"Aku tak bermaksud melakukan itu, Yu," ucap Bumi kepada Ayu. Mereka duduk di kantin. Bumi telah menceritakan semua uneg-uneg hatinya kepada Ayu. Entah mengapa ia merasa nyaman dan percaya kepada gadis berambut panjang sepunggung itu. Padahal sebelumnya ia tidak pernah cerita apapun tentang tangisan hatinya itu pada siapapun termasuk kepada Nenek dan Om nya yang sudah dianggap sebagai orang tua sendiri.
Ayu memandang Bumi dengan tatapan iba. Sungguh berat menjadi seorang Bumi. Hanya karena Bumi sehat, Bumi harus dikorbankan oleh keluarganya. Menurut Ayu, walau Langit sama sekali tidak bersalah dalam kasus ini, tapi wajar saja kalau Bumi sampai membenci Langit, sekalipun ia tahu kakaknya tak tahu apa-apa. Itu karena orang tua mereka menjadikan Langit sebagai alasan untuk memandang Bumi sebelah mata.
"Aku tahu kamu ndak sengaja membuat kakakmu seperti itu. Lantas, gimana keadaan kakak kamu sekarang, Bumi?" tanya Ayu bersimpati.
Bumi menggelengkan kepalanya, "Entahlah. Mama sama Papa seolah menyembunyikan keadaan Langit yang sebenarnya. Kemarin saja Dokter sudah menyarankan Langit untuk opname sementara waktu. Tapi Langit menolaknya."
"Kenapa?" kejar Ayu.
Bumi memejamkan matanya. Lalu, ia tarik napas dalam-dalam.
"Karena dia telah putus asa!"
Ayu tatap dalam-dalam mata Bumi. Tampak raut kesedihan di dalamnya. Rasanya Ayu ingin menangis saat menatap ekspresi mata Bumi yang seperti itu. Ya tuhan. Memang kedengaran tidak adil rasanya. Seharusnya saat ini Bumi menikmati masa remajanya dengan penuh keceriaan seperti Ayu, seperti teman-temannya yang lain. Bukan malah terbebani oleh pikiran yang seharusnya belum saatnya untuk dipikirkan.
"Aku sendiri juga putus asa,"suara Bumi menjadi semakin serak.
Ayu terkesiap. Ia pandang lagi wajah Bumi.

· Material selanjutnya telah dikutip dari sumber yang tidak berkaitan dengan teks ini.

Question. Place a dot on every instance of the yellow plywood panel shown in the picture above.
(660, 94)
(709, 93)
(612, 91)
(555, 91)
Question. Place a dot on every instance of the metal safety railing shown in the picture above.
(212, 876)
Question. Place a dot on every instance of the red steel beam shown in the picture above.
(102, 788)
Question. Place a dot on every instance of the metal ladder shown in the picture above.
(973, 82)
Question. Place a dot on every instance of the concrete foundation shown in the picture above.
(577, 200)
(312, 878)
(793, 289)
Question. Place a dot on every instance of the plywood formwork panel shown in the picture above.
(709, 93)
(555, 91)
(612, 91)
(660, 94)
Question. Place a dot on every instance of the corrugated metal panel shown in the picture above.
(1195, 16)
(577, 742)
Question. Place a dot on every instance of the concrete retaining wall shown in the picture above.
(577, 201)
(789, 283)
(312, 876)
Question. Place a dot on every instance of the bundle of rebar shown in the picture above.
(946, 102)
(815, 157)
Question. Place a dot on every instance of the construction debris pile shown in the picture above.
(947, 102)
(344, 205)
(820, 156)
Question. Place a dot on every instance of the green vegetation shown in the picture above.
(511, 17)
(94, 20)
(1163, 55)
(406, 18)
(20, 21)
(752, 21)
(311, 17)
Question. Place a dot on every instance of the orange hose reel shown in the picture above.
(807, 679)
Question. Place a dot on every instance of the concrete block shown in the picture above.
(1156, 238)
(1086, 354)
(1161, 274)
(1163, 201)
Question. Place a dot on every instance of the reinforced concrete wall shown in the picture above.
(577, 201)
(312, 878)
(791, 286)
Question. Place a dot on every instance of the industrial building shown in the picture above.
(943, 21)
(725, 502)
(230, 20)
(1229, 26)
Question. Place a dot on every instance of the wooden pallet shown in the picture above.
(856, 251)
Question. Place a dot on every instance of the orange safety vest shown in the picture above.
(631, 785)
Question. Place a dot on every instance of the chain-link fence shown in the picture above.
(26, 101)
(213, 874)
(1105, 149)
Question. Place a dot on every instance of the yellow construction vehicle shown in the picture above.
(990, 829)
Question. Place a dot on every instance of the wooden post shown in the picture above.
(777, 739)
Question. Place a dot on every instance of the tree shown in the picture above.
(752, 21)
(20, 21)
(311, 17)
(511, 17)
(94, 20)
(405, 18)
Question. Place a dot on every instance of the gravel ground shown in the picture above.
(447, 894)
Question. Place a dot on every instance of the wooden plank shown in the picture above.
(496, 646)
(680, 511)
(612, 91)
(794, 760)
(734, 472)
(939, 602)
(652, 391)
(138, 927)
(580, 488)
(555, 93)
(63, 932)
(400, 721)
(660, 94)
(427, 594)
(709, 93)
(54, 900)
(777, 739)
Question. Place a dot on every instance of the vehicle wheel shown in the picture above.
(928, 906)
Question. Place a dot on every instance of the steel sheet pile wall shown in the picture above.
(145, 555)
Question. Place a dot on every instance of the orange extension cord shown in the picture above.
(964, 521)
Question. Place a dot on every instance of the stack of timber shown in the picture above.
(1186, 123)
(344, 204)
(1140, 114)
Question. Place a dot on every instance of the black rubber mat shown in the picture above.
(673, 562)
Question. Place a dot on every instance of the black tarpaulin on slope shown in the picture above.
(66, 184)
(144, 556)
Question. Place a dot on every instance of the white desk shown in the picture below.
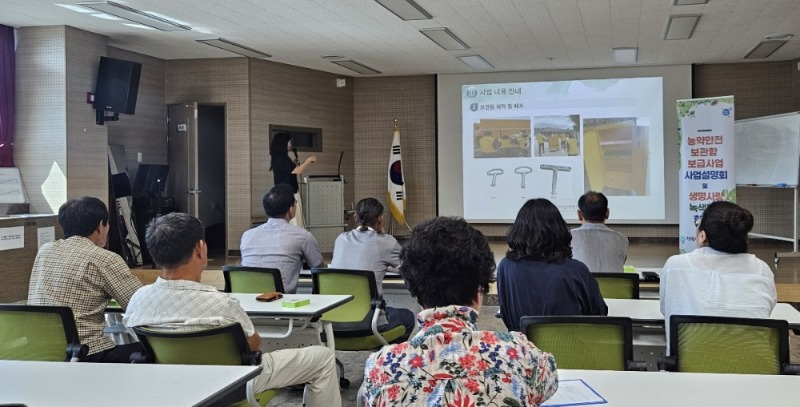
(663, 389)
(318, 306)
(107, 384)
(649, 311)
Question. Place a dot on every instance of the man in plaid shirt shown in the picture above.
(79, 273)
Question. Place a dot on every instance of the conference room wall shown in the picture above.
(760, 89)
(288, 95)
(144, 132)
(58, 147)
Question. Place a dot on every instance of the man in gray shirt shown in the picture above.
(602, 250)
(276, 243)
(367, 247)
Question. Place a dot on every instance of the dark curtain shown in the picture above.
(7, 74)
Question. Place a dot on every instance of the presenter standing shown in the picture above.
(285, 170)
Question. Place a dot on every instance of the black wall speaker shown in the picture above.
(117, 85)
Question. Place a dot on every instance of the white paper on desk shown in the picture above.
(46, 235)
(574, 392)
(12, 238)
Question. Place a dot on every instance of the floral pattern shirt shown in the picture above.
(450, 363)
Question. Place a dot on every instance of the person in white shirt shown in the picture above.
(594, 244)
(368, 247)
(719, 278)
(177, 301)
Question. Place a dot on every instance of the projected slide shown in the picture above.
(557, 140)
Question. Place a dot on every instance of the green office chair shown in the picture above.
(225, 345)
(243, 279)
(37, 332)
(618, 285)
(705, 344)
(584, 342)
(355, 324)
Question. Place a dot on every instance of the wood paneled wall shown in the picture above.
(288, 95)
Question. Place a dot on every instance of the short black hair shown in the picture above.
(171, 238)
(726, 225)
(81, 216)
(594, 206)
(446, 262)
(368, 210)
(539, 233)
(278, 200)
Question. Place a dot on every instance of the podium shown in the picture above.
(323, 208)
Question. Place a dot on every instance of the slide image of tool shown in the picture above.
(494, 172)
(523, 170)
(555, 169)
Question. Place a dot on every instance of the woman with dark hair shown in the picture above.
(367, 247)
(448, 266)
(285, 170)
(538, 275)
(719, 278)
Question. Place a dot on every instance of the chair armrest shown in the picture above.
(140, 357)
(251, 358)
(635, 365)
(77, 351)
(377, 305)
(790, 369)
(667, 363)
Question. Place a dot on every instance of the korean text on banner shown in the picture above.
(706, 132)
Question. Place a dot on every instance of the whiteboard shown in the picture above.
(768, 150)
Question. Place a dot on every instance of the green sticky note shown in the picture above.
(295, 303)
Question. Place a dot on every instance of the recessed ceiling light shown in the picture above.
(476, 62)
(444, 38)
(142, 26)
(231, 46)
(681, 27)
(104, 16)
(357, 67)
(764, 49)
(779, 36)
(137, 16)
(405, 9)
(73, 7)
(688, 2)
(624, 56)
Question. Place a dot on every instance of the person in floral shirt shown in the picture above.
(447, 266)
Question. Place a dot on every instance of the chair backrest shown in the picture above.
(618, 285)
(360, 284)
(225, 345)
(729, 345)
(37, 332)
(243, 279)
(583, 342)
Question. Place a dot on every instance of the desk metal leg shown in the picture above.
(328, 328)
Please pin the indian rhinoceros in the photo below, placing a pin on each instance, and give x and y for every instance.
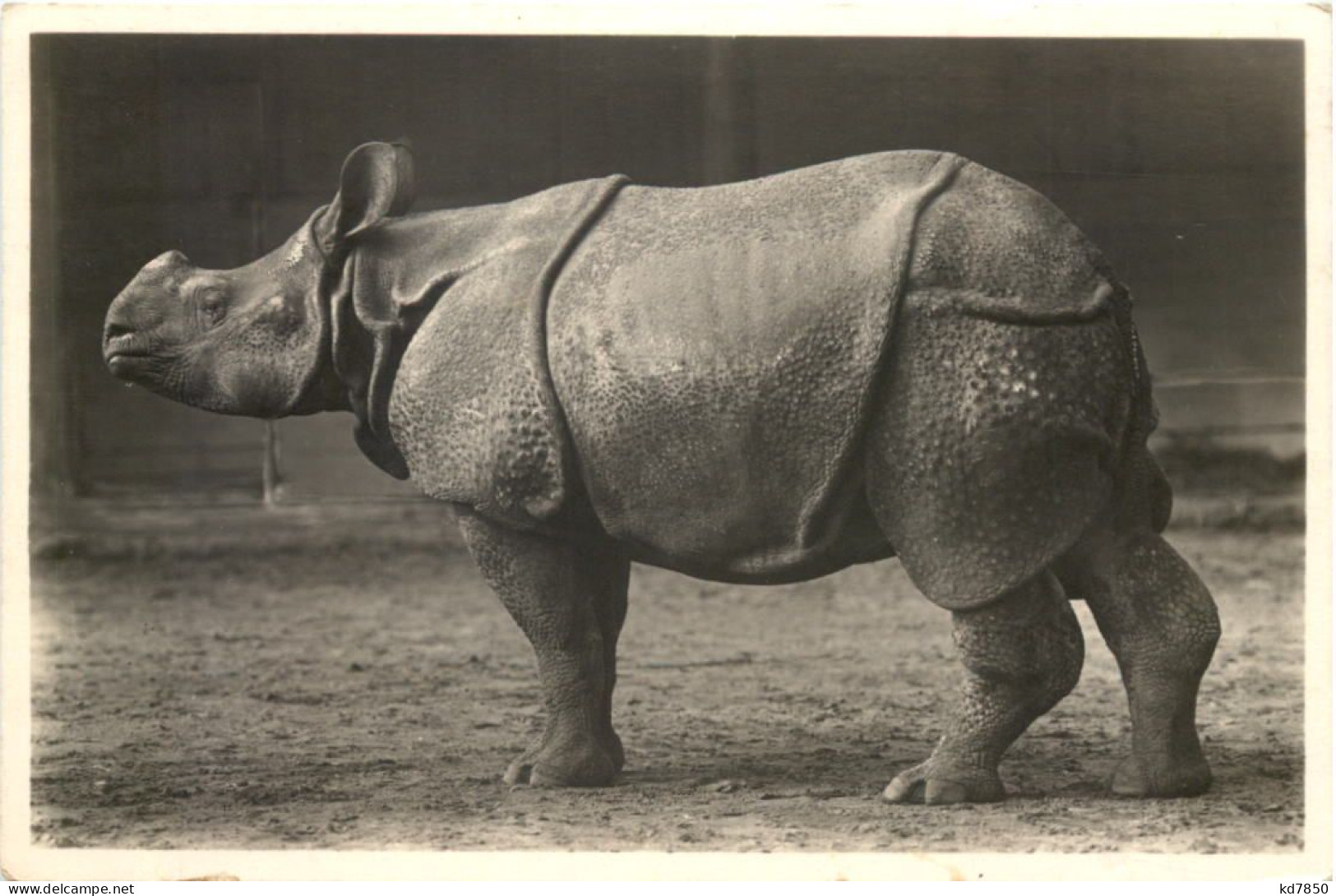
(759, 382)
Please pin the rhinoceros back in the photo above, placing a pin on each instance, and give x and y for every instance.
(715, 352)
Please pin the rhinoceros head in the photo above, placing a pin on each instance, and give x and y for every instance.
(254, 341)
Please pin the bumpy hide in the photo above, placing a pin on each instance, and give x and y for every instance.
(716, 353)
(705, 365)
(472, 408)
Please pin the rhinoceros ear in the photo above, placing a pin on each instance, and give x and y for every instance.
(376, 183)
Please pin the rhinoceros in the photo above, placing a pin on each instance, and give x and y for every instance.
(895, 354)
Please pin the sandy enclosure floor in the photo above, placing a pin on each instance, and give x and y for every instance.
(370, 699)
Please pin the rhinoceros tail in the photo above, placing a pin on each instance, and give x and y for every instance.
(1144, 494)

"Kenapa, Bum?" tanya Ayu dengan nada khawatir.
"Aku merasa kehadiranku malah bikin semua jadi kacau. Tahu begitu aku akan tetap tinggal di Bandung dan gak akan pernah lagi pulang ke Malang. Lagipula nggak ada yang mengharapkan kedatanganku di rumah. Aku ingin kembali saja ke Bandung. Aku tak peduli lagi bagaimana hidupku nanti."
"Jangan!" potong Ayu cepat, "Sudah cukup, Bumi! Jangan kamu teruskan lagi!"

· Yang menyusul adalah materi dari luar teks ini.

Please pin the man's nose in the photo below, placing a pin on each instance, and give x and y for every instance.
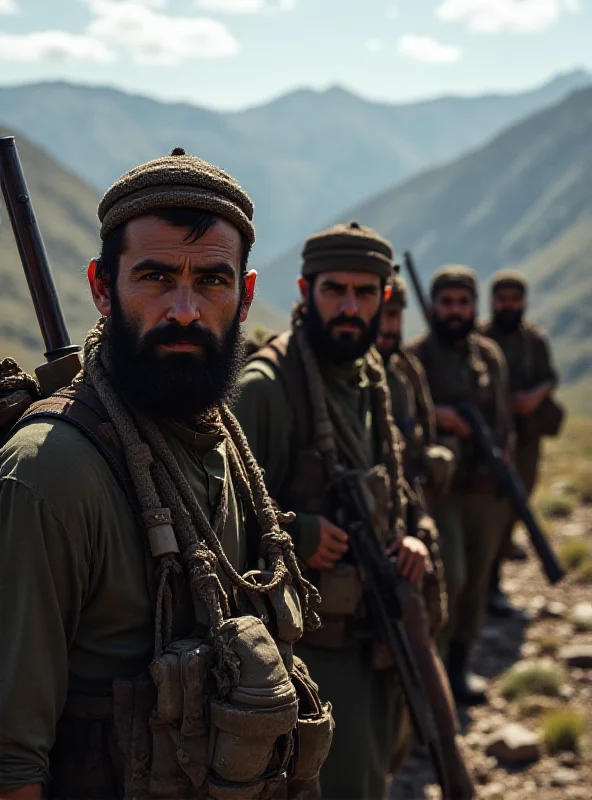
(350, 305)
(183, 307)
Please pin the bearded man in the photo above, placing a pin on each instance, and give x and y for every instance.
(533, 380)
(130, 507)
(461, 364)
(314, 396)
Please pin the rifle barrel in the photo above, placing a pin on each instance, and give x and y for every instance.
(32, 252)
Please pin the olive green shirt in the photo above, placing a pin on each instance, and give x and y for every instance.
(75, 606)
(267, 418)
(527, 354)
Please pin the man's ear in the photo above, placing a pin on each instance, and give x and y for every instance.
(304, 288)
(100, 290)
(249, 282)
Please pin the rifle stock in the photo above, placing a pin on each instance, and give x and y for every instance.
(417, 287)
(509, 481)
(382, 585)
(63, 360)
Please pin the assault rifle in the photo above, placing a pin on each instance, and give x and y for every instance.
(383, 586)
(509, 482)
(504, 474)
(63, 360)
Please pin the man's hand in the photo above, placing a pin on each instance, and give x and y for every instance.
(413, 559)
(332, 546)
(448, 419)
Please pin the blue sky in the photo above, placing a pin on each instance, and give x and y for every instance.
(236, 53)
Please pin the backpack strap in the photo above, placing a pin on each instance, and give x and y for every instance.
(80, 406)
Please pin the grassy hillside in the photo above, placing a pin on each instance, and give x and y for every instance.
(523, 200)
(66, 210)
(302, 157)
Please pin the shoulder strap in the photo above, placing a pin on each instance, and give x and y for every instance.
(80, 406)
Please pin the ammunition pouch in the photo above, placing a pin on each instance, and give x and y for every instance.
(439, 464)
(547, 420)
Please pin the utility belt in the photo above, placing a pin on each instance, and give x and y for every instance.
(175, 735)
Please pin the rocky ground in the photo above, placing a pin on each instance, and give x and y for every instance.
(511, 763)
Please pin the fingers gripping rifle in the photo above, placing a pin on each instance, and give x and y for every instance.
(63, 360)
(382, 586)
(511, 485)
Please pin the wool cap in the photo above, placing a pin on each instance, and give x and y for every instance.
(398, 298)
(508, 279)
(454, 276)
(351, 247)
(176, 181)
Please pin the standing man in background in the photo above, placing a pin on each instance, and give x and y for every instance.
(533, 379)
(462, 364)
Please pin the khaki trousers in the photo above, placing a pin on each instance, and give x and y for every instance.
(471, 526)
(368, 709)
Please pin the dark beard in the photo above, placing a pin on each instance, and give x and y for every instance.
(177, 385)
(346, 349)
(508, 321)
(448, 335)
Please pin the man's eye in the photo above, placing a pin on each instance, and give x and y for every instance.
(153, 276)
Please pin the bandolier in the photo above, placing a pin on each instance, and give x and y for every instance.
(471, 517)
(303, 416)
(216, 705)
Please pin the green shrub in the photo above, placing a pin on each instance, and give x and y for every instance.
(562, 730)
(575, 553)
(534, 679)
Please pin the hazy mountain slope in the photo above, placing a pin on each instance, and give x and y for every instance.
(525, 199)
(302, 157)
(66, 210)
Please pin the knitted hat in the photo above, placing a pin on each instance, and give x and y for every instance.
(176, 181)
(454, 276)
(398, 298)
(350, 248)
(508, 279)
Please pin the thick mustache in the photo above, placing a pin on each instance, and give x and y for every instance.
(344, 320)
(174, 333)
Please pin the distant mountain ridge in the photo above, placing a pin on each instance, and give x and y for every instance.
(523, 200)
(303, 156)
(66, 208)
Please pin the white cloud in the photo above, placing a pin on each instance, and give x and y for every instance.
(424, 48)
(53, 46)
(8, 7)
(246, 6)
(152, 37)
(495, 16)
(374, 45)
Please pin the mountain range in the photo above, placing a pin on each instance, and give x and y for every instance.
(303, 157)
(524, 200)
(66, 209)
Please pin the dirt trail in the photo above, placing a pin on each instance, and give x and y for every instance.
(543, 613)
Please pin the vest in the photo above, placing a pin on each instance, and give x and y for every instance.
(168, 735)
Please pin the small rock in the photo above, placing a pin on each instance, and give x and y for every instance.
(573, 529)
(554, 610)
(514, 743)
(564, 777)
(577, 655)
(568, 759)
(494, 791)
(529, 650)
(581, 616)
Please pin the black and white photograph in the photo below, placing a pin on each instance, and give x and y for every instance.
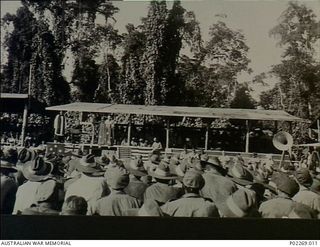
(160, 119)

Bumi mengerutkan alisnya. Ia menatap Ayu dengan heran. Dilihatnya mata Ayu berkaca-kaca seolah ingin menumpahkan air mata yang tertahan.
"Yu?" Bumi terperangah.
"Aku mohon, kamu jangan pergi!" pinta Ayu. Saat itulah desir aneh yang dirasakan saat pertama kali bertemu Bumi dirasakan lagi. Namun, ia masih bingung. Desir apa ini? Perasaan apa ini?
Bumi juga merasakan hal yang sama seperti Ayu. Baru kali ini ia merasakan perasaan yang sangat aneh. Entah perasaan apa, ia juga belum tahu. Mungkinkah ini cinta? Ah tidak. Bumi langsung membunuh dugaannya sendiri. Bukankah masih terlalu cepat untuk merasakan hal ini terhadap Ayu?

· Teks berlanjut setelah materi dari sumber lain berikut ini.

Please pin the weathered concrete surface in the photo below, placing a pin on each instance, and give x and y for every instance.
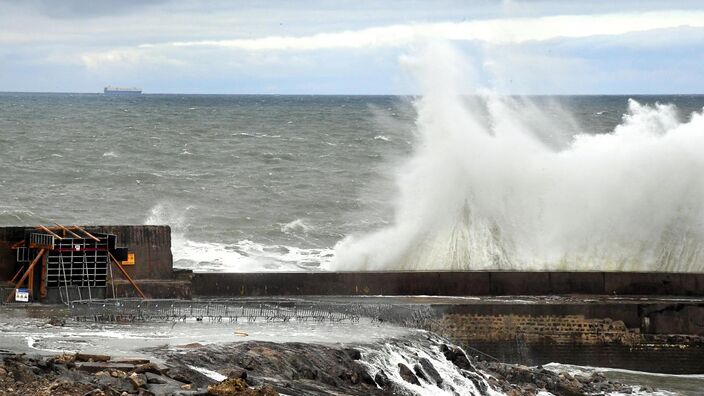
(478, 283)
(153, 268)
(151, 245)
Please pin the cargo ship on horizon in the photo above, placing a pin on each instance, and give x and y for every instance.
(110, 90)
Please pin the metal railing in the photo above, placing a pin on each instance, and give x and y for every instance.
(131, 310)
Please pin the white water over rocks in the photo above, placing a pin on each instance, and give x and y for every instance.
(492, 185)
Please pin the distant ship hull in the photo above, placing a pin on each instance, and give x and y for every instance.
(122, 91)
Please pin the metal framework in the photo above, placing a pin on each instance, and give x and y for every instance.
(67, 257)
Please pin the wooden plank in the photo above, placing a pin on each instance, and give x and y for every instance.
(30, 269)
(88, 234)
(73, 234)
(126, 275)
(48, 231)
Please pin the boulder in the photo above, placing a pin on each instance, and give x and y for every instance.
(407, 374)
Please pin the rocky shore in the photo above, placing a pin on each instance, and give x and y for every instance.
(265, 368)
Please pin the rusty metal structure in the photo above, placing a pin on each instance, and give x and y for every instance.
(69, 261)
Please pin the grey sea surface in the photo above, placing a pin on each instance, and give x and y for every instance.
(248, 183)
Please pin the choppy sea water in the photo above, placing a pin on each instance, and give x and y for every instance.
(248, 183)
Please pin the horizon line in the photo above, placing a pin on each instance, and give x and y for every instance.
(343, 94)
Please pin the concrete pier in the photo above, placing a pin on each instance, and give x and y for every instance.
(640, 321)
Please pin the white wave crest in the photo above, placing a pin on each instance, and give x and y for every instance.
(484, 190)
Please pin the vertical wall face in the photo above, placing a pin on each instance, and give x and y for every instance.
(151, 246)
(8, 235)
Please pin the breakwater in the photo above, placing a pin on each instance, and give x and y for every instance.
(643, 321)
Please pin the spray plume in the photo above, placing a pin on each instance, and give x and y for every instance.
(489, 188)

"Maaf Bumi. Aku jadi menangis di hadapanmu," ujar Ayu sambil menyeka air matanya.
Bumi tertawa renyah, "Ih, ndak apa kali, Yu. Aku malah senang. Itu artinya kamu nyaman sama aku. Asal kamu tahu, Yu. Aku sendiri belum pernah curhat sama siapapun. Ya sama kamu ini saja. Soalnya aku ngerasa nyaman sama kamu," terang Bumi panjang lebar.
"Masa sih?" Ayu tersenyum malu-malu. Pipinya merona merah.
Lalu keduanya saling membisu.
"Cie ... Ayu sama Bumi pacaran di kantin. Awas diganggu setan, lho!" ledek Novi yang mendadak muncul di tempat itu bersama dengan Mersa.
KAMU SEDANG MEMBACA
Langit & Bumi (REVISI)
RomanceLangit: Andai setiap manusia dapat memilih takdir hidup sebelum dilahirkan, pasti aku akan memilih menjadi manusia yang sehat seperti Bumi. Namun, takdirku telah tergaris menyedihkan. Aku selalu terbayang oleh kematian setiap waktu. Bumi : Apa salah...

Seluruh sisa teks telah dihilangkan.